I found out my wife cheated on me when on a business trip over two months ago. I want to be with her in the end and I am willing to forgive, something I NEVER thought I would be able to do before I found out about the affair. My wife is very attractive and has men approach her ALL the time b/c 1) her looks 2) her personality (ie she not a b*tch towards any person!, one of the attributes I love about her). She claims this is the ONLY time she has ever done something like this. Outside of this event, I am the only man she has ever had sex with. We have two young children together and WE would do anything for them. 

Here's the deal: She works full time. Men are always around her and she has made friends with many of them. She has very close relationship with some of the men, I had been suspicious before but always brushed it off as "she would never cheat on me". Well now that she has, how do I regain the trust in her? She has opened access to me for her work email and phone but I know there are ways to pursue things outside of these parameters...I desperately want to trust her but my instinct tells me there are more lies... I have ultimately concluded I must put faith in her trust and have trust rebuilt but I am struggling and I feel there are still lies out there..... We have been going to marriage counseling since I found out so I know SHE wants to this work as much as I do.
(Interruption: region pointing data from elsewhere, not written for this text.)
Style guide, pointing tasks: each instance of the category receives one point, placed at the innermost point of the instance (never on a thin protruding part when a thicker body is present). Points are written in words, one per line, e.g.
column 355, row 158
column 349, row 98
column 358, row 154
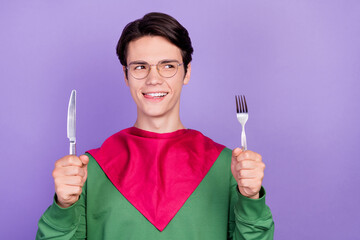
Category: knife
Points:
column 71, row 123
How do TRUST again?


----------



## Mavash. (Jan 26, 2012)

This thread needs to be in the infidelity forum.


----------



## pauslon (Nov 27, 2013)

Mavash. said:


> This thread needs to be in the infidelity forum.


Sorry. How do I go that?


----------



## F-102 (Sep 15, 2010)

Ask the moderators to move it, or since this thread has only a few posts, delete it here and repost it there.


----------